Jeez. (dont confuse with jizz). what a truly horrible year this has been. just like from that intro song on Friends. Haven't been your day, your week, or even a year. I think most people go through this back in highschool or something. bleh, puberty. Nothing out of ordinary i might add. girls, school, work, etc etc.> it's true. When a hobby changes into something eeeeeeeeeevil - work it sucks. suddenly there are a lot of details that you really dont care for. co-workers to talk to. boss! work-day. on the plus side - money. but still it's work. then there's school. all my friends are there - and im fuckin' workin full-time - 60 hour weeks no less. plus the fact that i got kicked out. i mean i'm not dumb!. I'm just an epitome of lazyness. (weeee i learned a new word! epitome.) anyhow ill be back there in a few months. mean-while my coworkers are all thirty-ish..im nineteen. plus very immature. lovely aint it ? why am i even writing it here? hopefully i can laugh when lookin' back at this. don't wanna whine at my friends. they truly are great people for puttin up with me. but they got problems too. (heh dont' we all).fucking bills. my salary is great. never for the life of me could i imagine that i would be earned this much. quite frankly, i sometimes doubt that im worth that much. but i like it. so i'm not going to tell them to lower it. unfortunately me being the responsible asshole i must work it off. on the other hand im a contractor - so every minute is paid for. heh. i've been spending too much money lately. i've only saved about 30% of my income. Shitty. girls...girls..heh. fuckin' relationships. why can't it be - "girl. you're pretty. you're smart. you turn me on. i wanna hug you, and i wanna fuck you. why dont we be together untill it runs out for one of us"? no bullshit. no pretending. just truth. be blunt. why not? dont say the "forever" bullshit. nothing is forever. don't expect much. let everything extra be a pleasant suprise. be true to your promises. dont play around. bah..it's never like that is it? it always has to be half truths and someone getting hurt. someone always crying, and someone always beeing depressed. Someone always havin to deal, and someone always trying to forget. Hey, i've made a mistake. i admited it! yes, i'm fucked up! i know! but tell me what you want! i dont understand! You giving me mixed signals. I've never been too bright in this regard. bah. jesus. why the fuck am i doing this? why i am here? why are we all here?
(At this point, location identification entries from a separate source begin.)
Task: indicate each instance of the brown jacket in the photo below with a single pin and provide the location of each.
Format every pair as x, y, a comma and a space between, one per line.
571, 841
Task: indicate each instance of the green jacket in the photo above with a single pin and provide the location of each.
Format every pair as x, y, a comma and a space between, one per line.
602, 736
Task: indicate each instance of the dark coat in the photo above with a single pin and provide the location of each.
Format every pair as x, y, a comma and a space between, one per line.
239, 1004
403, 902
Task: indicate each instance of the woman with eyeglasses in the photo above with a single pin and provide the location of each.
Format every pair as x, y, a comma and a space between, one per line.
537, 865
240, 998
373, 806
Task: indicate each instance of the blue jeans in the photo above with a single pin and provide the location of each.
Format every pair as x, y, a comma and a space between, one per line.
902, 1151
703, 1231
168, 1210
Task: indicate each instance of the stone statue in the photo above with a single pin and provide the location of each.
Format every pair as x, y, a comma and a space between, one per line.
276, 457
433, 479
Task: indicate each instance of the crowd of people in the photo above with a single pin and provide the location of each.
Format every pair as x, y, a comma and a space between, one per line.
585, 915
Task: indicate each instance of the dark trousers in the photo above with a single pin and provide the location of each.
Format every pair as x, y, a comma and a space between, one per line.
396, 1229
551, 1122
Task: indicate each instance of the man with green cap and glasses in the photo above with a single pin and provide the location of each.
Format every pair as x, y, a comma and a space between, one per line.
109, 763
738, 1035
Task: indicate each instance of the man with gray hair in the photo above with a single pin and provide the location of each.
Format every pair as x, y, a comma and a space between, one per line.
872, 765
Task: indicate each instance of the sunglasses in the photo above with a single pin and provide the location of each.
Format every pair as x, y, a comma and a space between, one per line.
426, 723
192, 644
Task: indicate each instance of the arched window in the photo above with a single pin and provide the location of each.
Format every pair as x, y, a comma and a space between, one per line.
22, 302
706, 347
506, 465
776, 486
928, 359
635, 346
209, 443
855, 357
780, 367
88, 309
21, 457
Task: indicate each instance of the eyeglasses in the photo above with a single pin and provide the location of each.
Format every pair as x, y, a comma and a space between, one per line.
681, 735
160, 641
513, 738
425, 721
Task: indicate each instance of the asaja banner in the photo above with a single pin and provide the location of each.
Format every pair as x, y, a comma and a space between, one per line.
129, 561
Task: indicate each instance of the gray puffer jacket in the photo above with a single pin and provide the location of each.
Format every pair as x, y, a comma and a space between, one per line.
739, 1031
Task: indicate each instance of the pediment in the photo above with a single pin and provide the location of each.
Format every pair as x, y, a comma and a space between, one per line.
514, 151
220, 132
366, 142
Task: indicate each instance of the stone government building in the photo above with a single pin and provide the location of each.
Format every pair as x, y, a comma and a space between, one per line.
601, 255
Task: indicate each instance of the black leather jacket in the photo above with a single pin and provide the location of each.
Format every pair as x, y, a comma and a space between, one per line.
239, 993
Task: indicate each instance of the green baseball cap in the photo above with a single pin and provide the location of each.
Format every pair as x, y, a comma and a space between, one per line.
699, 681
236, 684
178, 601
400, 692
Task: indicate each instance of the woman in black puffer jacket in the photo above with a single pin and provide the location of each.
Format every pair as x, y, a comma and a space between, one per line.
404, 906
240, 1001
bool Alive = true; while(Alive) { breath-in(); breath-out(); }

dont press esc in text box it's scary. blah. maybe i just need to booze again. sigh. heh.
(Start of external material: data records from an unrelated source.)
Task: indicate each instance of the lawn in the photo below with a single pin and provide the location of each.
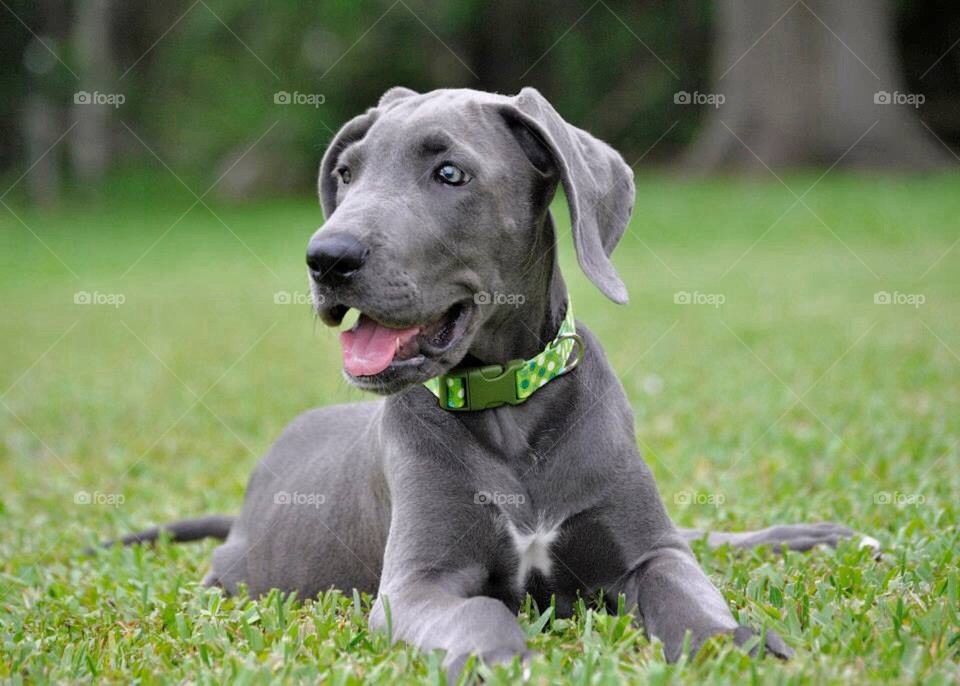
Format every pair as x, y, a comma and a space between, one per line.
150, 354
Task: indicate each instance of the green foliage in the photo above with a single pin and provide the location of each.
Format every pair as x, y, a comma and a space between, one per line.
103, 400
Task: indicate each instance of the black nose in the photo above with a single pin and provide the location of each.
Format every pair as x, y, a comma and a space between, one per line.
337, 255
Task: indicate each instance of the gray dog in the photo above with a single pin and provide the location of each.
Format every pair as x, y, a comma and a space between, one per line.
503, 461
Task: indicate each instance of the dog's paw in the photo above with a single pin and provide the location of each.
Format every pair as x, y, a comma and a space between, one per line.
490, 658
801, 537
773, 644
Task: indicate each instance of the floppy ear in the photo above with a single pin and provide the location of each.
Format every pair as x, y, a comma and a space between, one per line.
394, 94
352, 131
597, 182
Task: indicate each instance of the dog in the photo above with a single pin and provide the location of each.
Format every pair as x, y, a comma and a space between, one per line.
463, 490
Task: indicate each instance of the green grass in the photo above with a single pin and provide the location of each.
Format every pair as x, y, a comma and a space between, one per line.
159, 408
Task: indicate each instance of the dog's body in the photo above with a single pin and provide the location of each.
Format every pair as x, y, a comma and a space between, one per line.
453, 517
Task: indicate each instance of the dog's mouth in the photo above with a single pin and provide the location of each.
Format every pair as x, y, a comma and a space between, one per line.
371, 347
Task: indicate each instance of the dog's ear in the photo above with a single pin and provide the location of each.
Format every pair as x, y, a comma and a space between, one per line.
394, 94
596, 180
352, 131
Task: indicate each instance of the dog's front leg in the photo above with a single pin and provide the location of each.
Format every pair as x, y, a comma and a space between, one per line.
436, 611
674, 596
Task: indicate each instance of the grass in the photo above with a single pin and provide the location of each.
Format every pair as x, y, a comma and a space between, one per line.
798, 398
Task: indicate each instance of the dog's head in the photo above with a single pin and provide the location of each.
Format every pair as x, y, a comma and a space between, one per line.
436, 205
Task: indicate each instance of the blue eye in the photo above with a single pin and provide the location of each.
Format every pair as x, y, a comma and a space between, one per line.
451, 175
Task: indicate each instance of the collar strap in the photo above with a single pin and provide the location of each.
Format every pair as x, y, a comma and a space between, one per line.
482, 388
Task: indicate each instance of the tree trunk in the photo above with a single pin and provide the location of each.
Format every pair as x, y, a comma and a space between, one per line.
90, 145
804, 91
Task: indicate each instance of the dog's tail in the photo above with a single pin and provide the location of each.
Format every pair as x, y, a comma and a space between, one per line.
182, 531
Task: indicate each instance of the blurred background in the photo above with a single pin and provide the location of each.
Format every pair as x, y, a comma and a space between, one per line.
114, 87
/me shakes like a wet dog. let the water fly off. what did i do today? eh..today was a good day. i woke up at 4pm. leetness! really. 12 hours of sleep is mighty good. then i played homeworld for a bit. what a cool game. leet. i can prolly play for a long time. hour a day, for a few months. then i played tanarus. another game that kicks ass. i think i've been gaining score too much in the newbie arenas so i was forced to play in open. got roasted by pros so many times that my kill/death ratio droped to just above 1.5..then i tried to create a tape ( yes a tape!! i dont want a cdplayer coz i want an mp3 one but waitin for something cheap!) but the fuckin tape recorder died or something. then me and byron and mike went to UBC to study in Koerner. we got there at approximately 9.20. Considering that it closes at 11 we didn't have much time. Then Trish and Zig called byron again. I of course didn't know it (i thought i was talkin to trish only) and said few things on the phone that i perhaps shouldn't have said ...im depressed...im pissed..and ill be fuckin damned if i let you mess me up any more! ...then sab called my cell so i had to talk to her for half an hour. eventually around 10 i got to studying. never fail your courses. once you understand how simple that stuff is, it just makes you feel even stupider. around 11 library staff kicked us out. we went to play ddr. byron is crazy. hehe if alana is a dancing queen, byron is the king. i gave mike a ride back to New Westminster. He was riding shotgun and pretending to give me a blow job when we were beside a cab. So embarassing. People inside were laughing at us, and then slowed down. hehe. Before we got to new west we stopped at Subway. I love sandwiches with extra onions. stinks as hell but fun. the guy behind the counter had a curious accent. i asked him where he was from - apparently quebec. that made me think about melodrame right away. he's from around there somewhere too. on the way back me and byron listened to n'sync. i have become everything that i loathed. hehe. anyhow then - is now. and im getting out of here.